I agree that it's going to be difficult to get this right, but
semi-live templates (if you change it here, it will reflect on all
instances, but it you change it here, it won't) seem even more
fragile.

Sure.  I'm proposing that templates be completely dead.  I'm also proposing
that, for a first cut, shadow trees be completely dead (in the "will throw
exception if you try to add or remove nodes" sense), unless we can figure
out how to efficiently implement live shadow trees.

Hmm.  Olli just said that shadow mutations are common in XBL1.  I'm
somewhat loathe to make it automatically dead.

OK. I can see that. Certainly a binding like Firefox's tabbrowser needs to be able to modify its DOM (e.g. to add the new tab)...

We could restrict this further by only disallowing mutations that affect output ports, but that could be confusing to spec and author to (though in practice, users of Mozilla XBL author under just such a restriction, in that if they do something that does affect output ports things break).

On the other hand, there are lots of use-cases where dead shadows are
perfectly fine, so having some declarative way to differentiate
between whether the shadow needs to be live or dead might work.

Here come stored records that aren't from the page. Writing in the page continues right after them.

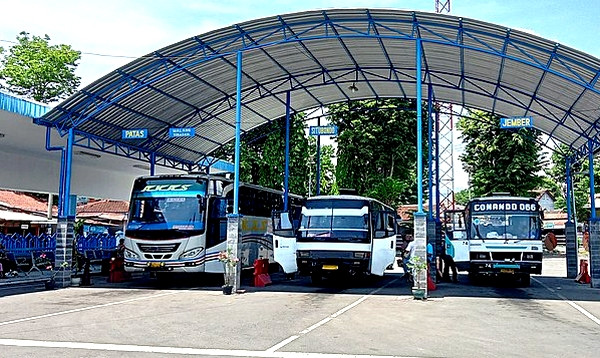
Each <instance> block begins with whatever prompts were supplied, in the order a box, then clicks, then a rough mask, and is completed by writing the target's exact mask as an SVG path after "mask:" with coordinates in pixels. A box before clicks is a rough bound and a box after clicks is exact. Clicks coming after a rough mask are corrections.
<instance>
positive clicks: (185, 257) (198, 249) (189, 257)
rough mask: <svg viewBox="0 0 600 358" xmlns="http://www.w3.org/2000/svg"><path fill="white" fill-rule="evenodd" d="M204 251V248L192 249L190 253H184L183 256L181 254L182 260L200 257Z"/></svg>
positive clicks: (187, 252)
mask: <svg viewBox="0 0 600 358" xmlns="http://www.w3.org/2000/svg"><path fill="white" fill-rule="evenodd" d="M202 251H204V248H203V247H197V248H195V249H192V250H190V251H186V252H184V253H183V254H181V256H180V258H182V259H192V258H195V257H197V256H199V255H200V254H201V253H202Z"/></svg>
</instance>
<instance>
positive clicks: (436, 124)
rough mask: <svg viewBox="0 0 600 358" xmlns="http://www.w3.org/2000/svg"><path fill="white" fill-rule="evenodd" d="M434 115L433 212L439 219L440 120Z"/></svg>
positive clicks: (439, 172) (437, 116)
mask: <svg viewBox="0 0 600 358" xmlns="http://www.w3.org/2000/svg"><path fill="white" fill-rule="evenodd" d="M438 116H439V114H438V113H437V112H436V113H435V211H436V212H437V213H438V215H437V218H438V219H439V218H440V214H439V213H440V120H439V117H438Z"/></svg>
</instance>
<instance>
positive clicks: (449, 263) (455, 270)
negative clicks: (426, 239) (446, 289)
mask: <svg viewBox="0 0 600 358" xmlns="http://www.w3.org/2000/svg"><path fill="white" fill-rule="evenodd" d="M442 261H444V274H443V277H442V279H443V280H444V281H446V282H450V269H452V282H454V283H457V282H458V273H457V270H456V263H455V262H454V245H453V244H452V241H450V238H449V237H448V234H445V235H444V252H443V255H442Z"/></svg>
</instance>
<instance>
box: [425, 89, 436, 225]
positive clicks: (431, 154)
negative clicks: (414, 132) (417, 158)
mask: <svg viewBox="0 0 600 358" xmlns="http://www.w3.org/2000/svg"><path fill="white" fill-rule="evenodd" d="M431 101H432V93H431V83H429V84H428V85H427V132H428V134H429V135H428V137H427V140H428V142H427V143H428V146H427V163H428V174H429V178H428V179H429V182H428V183H427V184H428V189H429V195H428V203H429V207H428V208H429V210H428V212H429V215H428V218H429V220H431V221H433V138H432V135H433V118H432V117H431V108H432V107H433V106H432V104H431ZM436 189H437V187H436Z"/></svg>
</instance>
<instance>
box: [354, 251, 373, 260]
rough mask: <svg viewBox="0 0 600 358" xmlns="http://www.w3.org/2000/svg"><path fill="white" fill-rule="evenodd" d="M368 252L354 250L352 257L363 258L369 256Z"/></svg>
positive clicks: (356, 257)
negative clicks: (353, 253)
mask: <svg viewBox="0 0 600 358" xmlns="http://www.w3.org/2000/svg"><path fill="white" fill-rule="evenodd" d="M370 254H371V253H370V252H355V253H354V257H356V258H357V259H364V258H369V256H370Z"/></svg>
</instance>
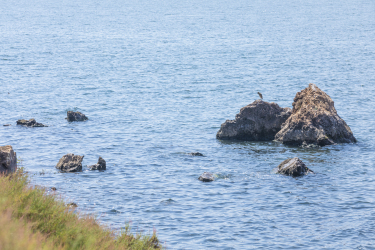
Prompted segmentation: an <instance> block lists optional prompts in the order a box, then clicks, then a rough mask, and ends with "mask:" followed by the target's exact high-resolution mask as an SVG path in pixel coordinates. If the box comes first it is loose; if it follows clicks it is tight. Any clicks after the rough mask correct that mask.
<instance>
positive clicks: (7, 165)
mask: <svg viewBox="0 0 375 250" xmlns="http://www.w3.org/2000/svg"><path fill="white" fill-rule="evenodd" d="M16 170H17V155H16V152H14V151H13V148H12V146H10V145H7V146H2V147H0V174H9V173H14V172H15V171H16Z"/></svg>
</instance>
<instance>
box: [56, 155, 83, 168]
mask: <svg viewBox="0 0 375 250" xmlns="http://www.w3.org/2000/svg"><path fill="white" fill-rule="evenodd" d="M83 157H84V156H83V155H82V156H80V155H74V154H66V155H64V156H63V157H61V159H60V160H59V162H58V163H57V165H56V168H57V169H59V170H60V171H62V172H80V171H82V160H83Z"/></svg>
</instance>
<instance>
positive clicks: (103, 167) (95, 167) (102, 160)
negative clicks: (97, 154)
mask: <svg viewBox="0 0 375 250" xmlns="http://www.w3.org/2000/svg"><path fill="white" fill-rule="evenodd" d="M89 169H90V170H100V171H103V170H106V169H107V166H106V162H105V160H104V159H103V158H102V157H99V160H98V163H96V164H94V165H91V166H89Z"/></svg>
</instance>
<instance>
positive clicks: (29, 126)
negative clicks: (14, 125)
mask: <svg viewBox="0 0 375 250" xmlns="http://www.w3.org/2000/svg"><path fill="white" fill-rule="evenodd" d="M17 125H21V126H26V127H31V128H33V127H48V126H46V125H44V124H42V123H39V122H36V121H35V119H34V118H32V119H30V120H24V119H22V120H18V121H17Z"/></svg>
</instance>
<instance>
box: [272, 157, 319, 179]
mask: <svg viewBox="0 0 375 250" xmlns="http://www.w3.org/2000/svg"><path fill="white" fill-rule="evenodd" d="M277 168H278V171H277V173H278V174H283V175H288V176H293V177H298V176H302V175H306V174H308V173H314V172H313V171H312V170H310V169H309V168H308V167H307V166H306V165H305V163H303V162H302V161H301V160H300V159H299V158H298V157H295V158H289V159H286V160H285V161H283V162H282V163H280V165H279V166H278V167H277Z"/></svg>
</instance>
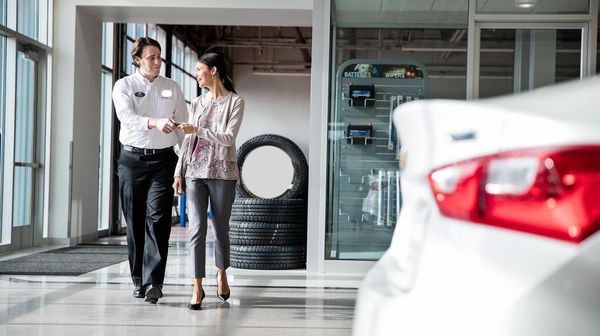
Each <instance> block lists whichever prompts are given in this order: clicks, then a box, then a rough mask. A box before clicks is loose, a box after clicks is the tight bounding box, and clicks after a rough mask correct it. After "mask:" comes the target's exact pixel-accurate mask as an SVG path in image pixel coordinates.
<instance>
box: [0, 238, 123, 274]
mask: <svg viewBox="0 0 600 336" xmlns="http://www.w3.org/2000/svg"><path fill="white" fill-rule="evenodd" d="M125 260H127V246H115V245H77V246H72V247H65V248H61V249H57V250H52V251H46V252H41V253H36V254H32V255H28V256H24V257H19V258H15V259H11V260H5V261H0V274H19V275H81V274H84V273H87V272H91V271H94V270H97V269H99V268H103V267H106V266H110V265H113V264H116V263H120V262H122V261H125Z"/></svg>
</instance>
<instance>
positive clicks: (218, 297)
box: [217, 289, 231, 302]
mask: <svg viewBox="0 0 600 336" xmlns="http://www.w3.org/2000/svg"><path fill="white" fill-rule="evenodd" d="M229 295H231V289H230V290H229V293H226V294H225V293H223V294H219V290H218V289H217V297H218V298H219V300H221V301H223V302H225V301H227V299H229Z"/></svg>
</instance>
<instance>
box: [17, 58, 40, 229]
mask: <svg viewBox="0 0 600 336" xmlns="http://www.w3.org/2000/svg"><path fill="white" fill-rule="evenodd" d="M35 94H36V92H35V62H34V61H32V60H31V58H30V57H29V56H28V55H27V54H26V53H25V52H22V51H19V52H18V53H17V95H16V96H17V100H16V113H15V161H16V162H23V163H31V162H34V161H35V141H34V140H35V130H36V121H35V103H34V102H35ZM13 188H14V189H13V190H14V191H13V199H14V203H13V226H23V225H30V224H32V206H33V169H31V168H29V167H24V166H18V167H15V172H14V186H13Z"/></svg>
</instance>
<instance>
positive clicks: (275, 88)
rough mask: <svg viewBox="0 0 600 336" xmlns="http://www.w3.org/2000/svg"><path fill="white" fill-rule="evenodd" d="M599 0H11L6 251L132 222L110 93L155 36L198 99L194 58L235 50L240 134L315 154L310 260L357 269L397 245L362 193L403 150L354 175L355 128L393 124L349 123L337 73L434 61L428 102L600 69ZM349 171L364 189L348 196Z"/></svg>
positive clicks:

Hmm.  Yeah, that might work.

It sounds like it's fine for the shadow to mutate, so long as nodes
aren't added/created/moved.

And removed, yes.

For example, I can twiddle attributes on
a shadow node without requiring the more expensive "map all the
metadata out" step, right?

Yes.

The idea is just that we can, as an optimization, keep all the metadata on a 
central shared object, so
that any time I, say, add a normal-DOM node to a component, I can just
go check that central data object to see where to forward the node?

Yep.

I suppose one could have a COW scheme where the metadata is cloned on mutation, but that requires a check on every mutation and makes it very easy to accidentally deoptimize... Maybe that's ok.